He admitted to carrying a firearm in North Attleboro, Mass., on the day that Lloyd was killed, CNN reported.

Meanwhile, the murder case against Hernandez has led investigators to the working-class Hartford suburb where Hernandez began a meteoric rise that would carry him to the upper echelons of the NFL.

He is remembered as a fun-loving teenager at Bristol Central High School, where he followed in the footsteps of his older brother, D.J., who would star as a quarterback and tight end at the University of Connecticut.

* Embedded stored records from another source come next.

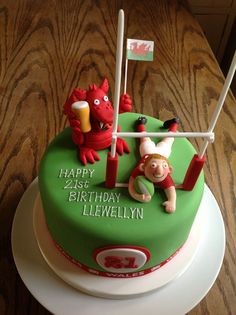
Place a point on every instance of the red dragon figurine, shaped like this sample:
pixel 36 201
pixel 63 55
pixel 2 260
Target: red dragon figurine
pixel 100 120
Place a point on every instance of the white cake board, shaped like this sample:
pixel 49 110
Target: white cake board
pixel 177 297
pixel 114 288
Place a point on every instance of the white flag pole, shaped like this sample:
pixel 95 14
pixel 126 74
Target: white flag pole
pixel 220 103
pixel 119 54
pixel 126 71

Some recall him struggling with the death of his father, Dennis, in 2006, but remaining determined to become a pro athlete, spending hours working out before and after school. As Bristol police assist Massachusetts investigators, arresting one local man as a fugitive from justice, the community was left to ponder the fall of the hometown hero with the $40 million pro contract and a new family of his own.

A former high school teammate, Andrew Ragali, 24, said the troubled street hood he has seen portrayed on television is not the Aaron Hernandez he knew.

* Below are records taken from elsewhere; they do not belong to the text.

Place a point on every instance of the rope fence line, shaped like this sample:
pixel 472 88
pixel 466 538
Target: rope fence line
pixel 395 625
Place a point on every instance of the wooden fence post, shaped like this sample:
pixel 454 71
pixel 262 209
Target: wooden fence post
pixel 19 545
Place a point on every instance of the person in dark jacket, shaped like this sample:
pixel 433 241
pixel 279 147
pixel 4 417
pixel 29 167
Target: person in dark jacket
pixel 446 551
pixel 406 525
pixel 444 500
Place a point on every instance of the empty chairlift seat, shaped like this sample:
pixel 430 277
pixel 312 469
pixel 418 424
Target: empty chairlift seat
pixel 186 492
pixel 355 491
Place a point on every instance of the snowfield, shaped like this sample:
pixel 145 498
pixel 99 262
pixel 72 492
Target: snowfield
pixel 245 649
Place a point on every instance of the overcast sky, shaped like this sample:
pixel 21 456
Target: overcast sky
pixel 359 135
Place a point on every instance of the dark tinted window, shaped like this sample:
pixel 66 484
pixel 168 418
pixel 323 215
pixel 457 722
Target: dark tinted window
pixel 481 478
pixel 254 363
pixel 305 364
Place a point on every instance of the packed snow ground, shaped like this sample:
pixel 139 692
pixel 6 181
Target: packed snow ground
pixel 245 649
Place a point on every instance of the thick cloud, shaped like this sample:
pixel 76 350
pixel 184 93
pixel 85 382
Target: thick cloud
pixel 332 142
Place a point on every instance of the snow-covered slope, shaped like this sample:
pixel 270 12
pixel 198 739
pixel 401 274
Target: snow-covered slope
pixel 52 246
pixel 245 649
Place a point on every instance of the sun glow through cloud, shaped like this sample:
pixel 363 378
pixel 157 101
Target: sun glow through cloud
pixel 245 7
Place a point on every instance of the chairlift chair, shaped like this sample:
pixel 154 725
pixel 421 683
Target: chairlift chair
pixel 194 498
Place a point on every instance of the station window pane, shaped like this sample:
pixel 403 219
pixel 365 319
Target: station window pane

“You could maybe say he was immature, but he wasn’t a gang-banger at all,” Ragali said. “I think when he went to college things might have changed, hanging around with the wrong people, but in high school, he wasn’t like that at all.”

The 23-year-old Hernandez was arrested Wednesday at his mansion in North Attleborough, Mass., and accused of orchestrating the execution-style shooting of his friend, Odin Lloyd, allegedly because Lloyd had talked to the wrong people at a nightclub. He was denied bail at a hearing Thursday in a Massachusetts courtroom, where a prosecutor said a Hummer belonging to Hernandez turned up an ammunition clip matching the caliber of casings found at the scene of Lloyd’s killing.

Hernandez’s lawyer argued his client is not a risk to flee and the case against him is circumstantial.

On June 16, the night before the slaying, a prosecutor said, Hernandez texted two friends and asked them to hurry to Massachusetts from Connecticut. A few minutes later, he texted Lloyd to tell him he wanted to get together, the prosecutor said. Authorities say the three picked up Lloyd at around 2:30 a.m. June 17, drove him to an industrial park near Hernandez’s home and shot him five times. They have not said who fired the shots.

In Connecticut, Bristol is known to many as the home of ESPN, Otis Elevator and the Hernandez family.

Aaron and his brother each earned honors as the state’s Gatorade high school player of the year, although they played several years apart at Bristol Central. Aaron would often visit his brother at UConn, and at one point verbally committed to follow D.J. and play for UConn himself. But Aaron became too big a star for the state school and signed instead to play at the University of Florida, a national powerhouse where he was an All-American.

Ragali recalled seeing Hernandez again, years after high school, at a Hartford bar. He described him as quieter, with more tattoos. But said he was very nice, asked about his family and took pictures with his girlfriend.

It was after his father’s death that Hernandez began smoking marijuana and hanging out with a rough crowd, Hernandez’s mother, Terri, told USA Today in 2009.

“The shock of losing his dad, there was so much anger,” she said at the time.

Hernandez’s mother works in the office at the local South Side elementary school, and other family members still live in Bristol.

“All I can say is that he will be cleared of all these charges in the end,” she told the Bristol Press outside her home Wednesday. “Just let it play out until the end.”

Hernandez became a father on Nov. 6 and said he intended to change his ways: “Now, another one is looking up to me. I can’t just be young and reckless Aaron no more.”

Hernandez could face life in prison if convicted.